Data Set suggestion came from Sung Lee. He suggested analysis is to compare the schools to see which one had the highest performing ratio of exams with a 3, 4, or 5 and cross-reference with the location of the school.
Raw file is obtained from http://opendata.cityofnewyork.us/
alt text
if (!require('tidyverse')) install.packages('tidyverse')

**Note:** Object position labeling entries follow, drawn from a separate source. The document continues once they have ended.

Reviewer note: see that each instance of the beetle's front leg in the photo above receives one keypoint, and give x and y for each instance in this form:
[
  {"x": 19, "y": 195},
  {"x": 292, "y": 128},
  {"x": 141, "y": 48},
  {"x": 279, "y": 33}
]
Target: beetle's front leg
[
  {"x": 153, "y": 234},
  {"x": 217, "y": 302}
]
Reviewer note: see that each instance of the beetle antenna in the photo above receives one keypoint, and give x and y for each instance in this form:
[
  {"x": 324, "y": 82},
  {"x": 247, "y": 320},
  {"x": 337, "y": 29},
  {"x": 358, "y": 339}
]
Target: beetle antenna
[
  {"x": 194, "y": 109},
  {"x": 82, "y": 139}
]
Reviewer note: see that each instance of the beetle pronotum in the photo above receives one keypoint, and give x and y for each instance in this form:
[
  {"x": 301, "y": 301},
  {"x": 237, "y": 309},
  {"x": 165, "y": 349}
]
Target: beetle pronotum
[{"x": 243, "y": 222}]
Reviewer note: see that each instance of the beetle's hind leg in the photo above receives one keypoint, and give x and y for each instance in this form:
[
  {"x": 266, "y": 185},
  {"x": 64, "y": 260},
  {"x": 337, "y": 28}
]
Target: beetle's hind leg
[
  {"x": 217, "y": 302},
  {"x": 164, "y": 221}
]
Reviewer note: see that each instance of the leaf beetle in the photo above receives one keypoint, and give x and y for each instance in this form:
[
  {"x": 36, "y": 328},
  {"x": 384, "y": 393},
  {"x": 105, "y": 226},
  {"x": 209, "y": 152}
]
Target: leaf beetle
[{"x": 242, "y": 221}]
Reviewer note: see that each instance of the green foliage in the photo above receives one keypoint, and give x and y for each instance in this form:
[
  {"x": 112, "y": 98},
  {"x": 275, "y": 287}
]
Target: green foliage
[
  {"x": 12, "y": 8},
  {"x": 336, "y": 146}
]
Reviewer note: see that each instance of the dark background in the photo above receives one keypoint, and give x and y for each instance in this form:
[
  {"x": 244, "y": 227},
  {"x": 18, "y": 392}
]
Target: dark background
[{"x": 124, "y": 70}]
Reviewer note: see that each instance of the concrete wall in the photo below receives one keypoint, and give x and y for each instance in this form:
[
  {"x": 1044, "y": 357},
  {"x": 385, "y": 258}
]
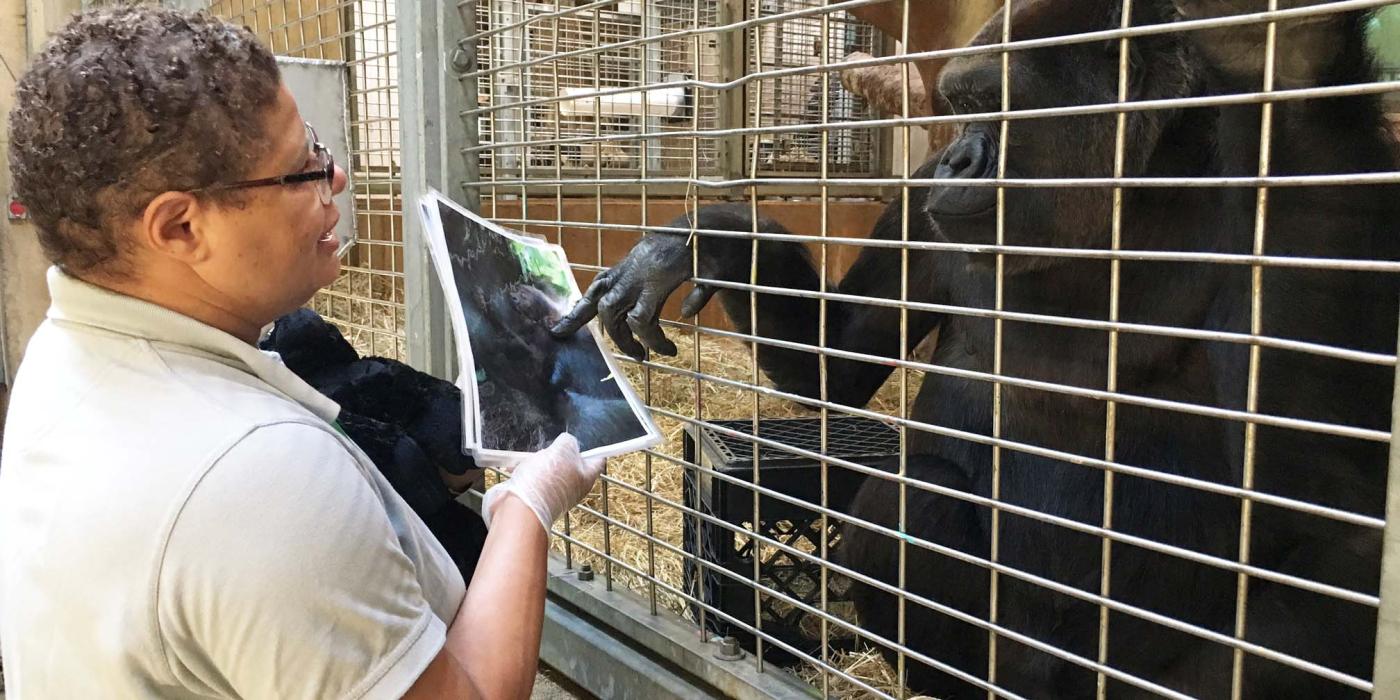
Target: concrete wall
[{"x": 24, "y": 24}]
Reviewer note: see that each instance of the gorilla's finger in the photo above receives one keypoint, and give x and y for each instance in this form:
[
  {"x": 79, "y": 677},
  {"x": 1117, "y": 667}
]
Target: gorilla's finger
[
  {"x": 622, "y": 335},
  {"x": 650, "y": 333},
  {"x": 612, "y": 311},
  {"x": 585, "y": 310},
  {"x": 643, "y": 321},
  {"x": 696, "y": 300}
]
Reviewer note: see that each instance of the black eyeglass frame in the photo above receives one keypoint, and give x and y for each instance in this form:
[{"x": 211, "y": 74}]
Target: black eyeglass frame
[{"x": 325, "y": 171}]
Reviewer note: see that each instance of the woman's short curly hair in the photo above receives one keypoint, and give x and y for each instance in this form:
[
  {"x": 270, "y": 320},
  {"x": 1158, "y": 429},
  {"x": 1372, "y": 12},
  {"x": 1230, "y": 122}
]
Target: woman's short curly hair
[{"x": 125, "y": 104}]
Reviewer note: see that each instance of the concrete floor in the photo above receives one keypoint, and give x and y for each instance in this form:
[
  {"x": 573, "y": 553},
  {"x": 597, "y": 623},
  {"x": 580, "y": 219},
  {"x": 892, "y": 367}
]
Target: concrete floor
[{"x": 549, "y": 685}]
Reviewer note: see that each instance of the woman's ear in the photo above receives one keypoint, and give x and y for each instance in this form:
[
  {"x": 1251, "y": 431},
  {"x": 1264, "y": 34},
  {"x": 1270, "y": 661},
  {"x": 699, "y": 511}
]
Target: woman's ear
[{"x": 170, "y": 227}]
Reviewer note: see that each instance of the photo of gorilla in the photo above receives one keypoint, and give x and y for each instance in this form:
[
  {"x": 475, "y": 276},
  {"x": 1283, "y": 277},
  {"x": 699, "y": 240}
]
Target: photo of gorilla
[
  {"x": 1199, "y": 419},
  {"x": 531, "y": 385}
]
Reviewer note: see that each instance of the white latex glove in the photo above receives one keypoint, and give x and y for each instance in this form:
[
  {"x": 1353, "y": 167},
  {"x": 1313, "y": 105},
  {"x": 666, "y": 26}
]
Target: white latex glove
[{"x": 549, "y": 482}]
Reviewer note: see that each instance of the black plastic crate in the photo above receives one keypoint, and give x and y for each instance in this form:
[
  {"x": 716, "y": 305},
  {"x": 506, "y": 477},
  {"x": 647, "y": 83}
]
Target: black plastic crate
[{"x": 857, "y": 440}]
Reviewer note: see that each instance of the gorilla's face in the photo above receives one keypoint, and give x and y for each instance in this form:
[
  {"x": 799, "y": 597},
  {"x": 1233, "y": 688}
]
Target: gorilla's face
[{"x": 1057, "y": 146}]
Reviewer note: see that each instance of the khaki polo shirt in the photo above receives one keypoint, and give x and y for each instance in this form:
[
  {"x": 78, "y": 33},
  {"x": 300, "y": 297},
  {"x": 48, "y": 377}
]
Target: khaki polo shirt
[{"x": 181, "y": 518}]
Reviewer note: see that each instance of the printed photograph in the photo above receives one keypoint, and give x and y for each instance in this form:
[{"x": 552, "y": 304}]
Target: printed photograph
[{"x": 529, "y": 385}]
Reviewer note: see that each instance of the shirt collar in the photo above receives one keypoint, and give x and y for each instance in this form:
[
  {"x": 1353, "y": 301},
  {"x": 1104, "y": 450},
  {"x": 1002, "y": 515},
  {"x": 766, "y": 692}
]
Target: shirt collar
[{"x": 76, "y": 301}]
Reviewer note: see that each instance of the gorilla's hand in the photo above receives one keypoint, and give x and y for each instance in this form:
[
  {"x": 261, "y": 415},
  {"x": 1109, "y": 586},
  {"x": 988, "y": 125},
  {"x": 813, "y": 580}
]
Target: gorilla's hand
[{"x": 627, "y": 298}]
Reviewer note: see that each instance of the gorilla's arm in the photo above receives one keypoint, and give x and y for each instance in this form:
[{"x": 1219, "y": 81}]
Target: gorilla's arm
[{"x": 627, "y": 298}]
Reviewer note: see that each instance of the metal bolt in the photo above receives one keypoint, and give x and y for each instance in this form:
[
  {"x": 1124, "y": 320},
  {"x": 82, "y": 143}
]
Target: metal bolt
[
  {"x": 728, "y": 650},
  {"x": 461, "y": 60}
]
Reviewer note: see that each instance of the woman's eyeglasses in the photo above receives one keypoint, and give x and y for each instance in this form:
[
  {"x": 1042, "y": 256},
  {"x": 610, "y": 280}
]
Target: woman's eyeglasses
[{"x": 324, "y": 175}]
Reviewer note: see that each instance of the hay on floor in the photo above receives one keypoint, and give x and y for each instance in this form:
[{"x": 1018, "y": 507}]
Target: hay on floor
[{"x": 730, "y": 360}]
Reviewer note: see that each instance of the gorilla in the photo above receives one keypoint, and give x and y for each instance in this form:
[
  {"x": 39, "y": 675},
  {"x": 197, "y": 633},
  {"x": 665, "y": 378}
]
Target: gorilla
[{"x": 1194, "y": 420}]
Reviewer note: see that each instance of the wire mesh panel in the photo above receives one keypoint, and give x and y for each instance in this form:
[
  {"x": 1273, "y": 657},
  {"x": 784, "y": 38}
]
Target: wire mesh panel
[
  {"x": 804, "y": 98},
  {"x": 567, "y": 76},
  {"x": 367, "y": 300},
  {"x": 1133, "y": 331}
]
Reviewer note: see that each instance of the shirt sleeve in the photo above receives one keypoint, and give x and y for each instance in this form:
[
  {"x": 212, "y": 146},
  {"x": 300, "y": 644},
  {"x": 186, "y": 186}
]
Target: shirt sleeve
[{"x": 283, "y": 577}]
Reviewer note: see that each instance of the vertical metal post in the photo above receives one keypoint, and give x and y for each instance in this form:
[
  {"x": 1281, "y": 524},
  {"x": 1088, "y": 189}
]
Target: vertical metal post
[
  {"x": 430, "y": 125},
  {"x": 731, "y": 105},
  {"x": 1386, "y": 675}
]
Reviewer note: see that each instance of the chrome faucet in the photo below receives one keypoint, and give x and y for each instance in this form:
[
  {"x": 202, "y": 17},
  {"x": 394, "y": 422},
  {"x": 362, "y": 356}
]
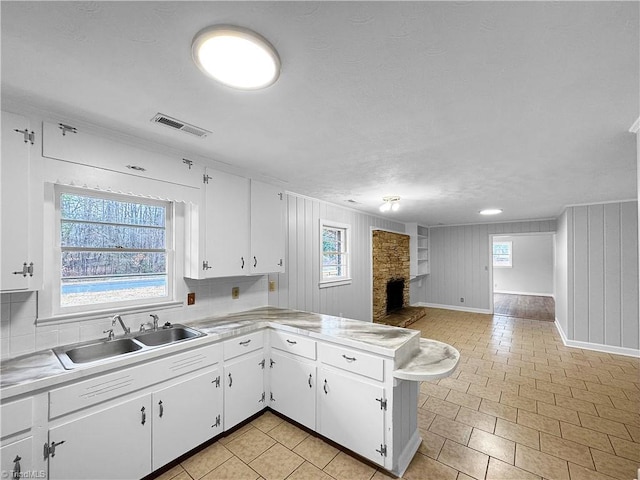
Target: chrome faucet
[{"x": 119, "y": 318}]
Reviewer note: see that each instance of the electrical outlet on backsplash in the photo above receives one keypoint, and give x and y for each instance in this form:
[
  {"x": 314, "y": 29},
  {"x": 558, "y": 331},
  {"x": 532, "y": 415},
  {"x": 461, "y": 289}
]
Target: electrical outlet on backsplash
[{"x": 20, "y": 335}]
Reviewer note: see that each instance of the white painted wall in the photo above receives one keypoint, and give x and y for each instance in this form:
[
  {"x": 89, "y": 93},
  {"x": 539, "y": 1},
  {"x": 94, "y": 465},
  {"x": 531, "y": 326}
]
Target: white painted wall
[
  {"x": 532, "y": 266},
  {"x": 461, "y": 263},
  {"x": 297, "y": 288},
  {"x": 601, "y": 274}
]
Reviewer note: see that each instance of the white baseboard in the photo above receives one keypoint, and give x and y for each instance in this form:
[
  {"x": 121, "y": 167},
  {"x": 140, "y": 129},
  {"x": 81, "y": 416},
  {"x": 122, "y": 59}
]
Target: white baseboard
[
  {"x": 629, "y": 352},
  {"x": 530, "y": 294},
  {"x": 452, "y": 307}
]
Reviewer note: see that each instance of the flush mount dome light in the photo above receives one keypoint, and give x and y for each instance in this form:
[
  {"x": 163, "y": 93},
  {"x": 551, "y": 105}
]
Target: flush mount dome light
[
  {"x": 236, "y": 57},
  {"x": 491, "y": 211}
]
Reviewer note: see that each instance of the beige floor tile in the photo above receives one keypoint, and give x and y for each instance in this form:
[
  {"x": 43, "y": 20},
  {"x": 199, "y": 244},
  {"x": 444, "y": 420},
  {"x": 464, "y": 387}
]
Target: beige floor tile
[
  {"x": 518, "y": 433},
  {"x": 492, "y": 445},
  {"x": 206, "y": 460},
  {"x": 566, "y": 449},
  {"x": 267, "y": 421},
  {"x": 450, "y": 429},
  {"x": 476, "y": 419},
  {"x": 422, "y": 468},
  {"x": 346, "y": 467},
  {"x": 498, "y": 410},
  {"x": 431, "y": 444},
  {"x": 517, "y": 401},
  {"x": 541, "y": 463},
  {"x": 308, "y": 471},
  {"x": 277, "y": 463},
  {"x": 232, "y": 469},
  {"x": 316, "y": 451},
  {"x": 579, "y": 472},
  {"x": 463, "y": 399},
  {"x": 539, "y": 422},
  {"x": 250, "y": 445},
  {"x": 441, "y": 407},
  {"x": 499, "y": 470},
  {"x": 614, "y": 466},
  {"x": 604, "y": 425},
  {"x": 464, "y": 459},
  {"x": 626, "y": 449},
  {"x": 288, "y": 434}
]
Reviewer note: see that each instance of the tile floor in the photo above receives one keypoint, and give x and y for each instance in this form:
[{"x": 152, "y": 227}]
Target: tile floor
[{"x": 519, "y": 406}]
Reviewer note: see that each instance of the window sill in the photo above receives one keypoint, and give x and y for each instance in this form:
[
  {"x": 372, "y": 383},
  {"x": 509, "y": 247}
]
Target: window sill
[{"x": 334, "y": 283}]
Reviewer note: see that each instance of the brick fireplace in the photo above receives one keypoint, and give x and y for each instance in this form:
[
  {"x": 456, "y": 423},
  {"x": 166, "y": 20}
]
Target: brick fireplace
[{"x": 390, "y": 266}]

## Loading required package: tidyverse
## ── Attaching packages ───────────────────────────────────────────────── tidyverse 1.3.0 ──
## ✓ ggplot2 3.2.1 ✓ purrr 0.3.3
## ✓ tibble 2.1.3 ✓ dplyr 0.8.4
## ✓ tidyr 1.0.2 ✓ stringr 1.4.0
## ✓ readr 1.3.1 ✓ forcats 0.4.0
## ── Conflicts ──────────────────────────────────────────────────── tidyverse_conflicts() ──
## x dplyr::filter() masks stats::filter()
## x dplyr::lag() masks stats::lag()
if (!require('scales')) install.packages('scales')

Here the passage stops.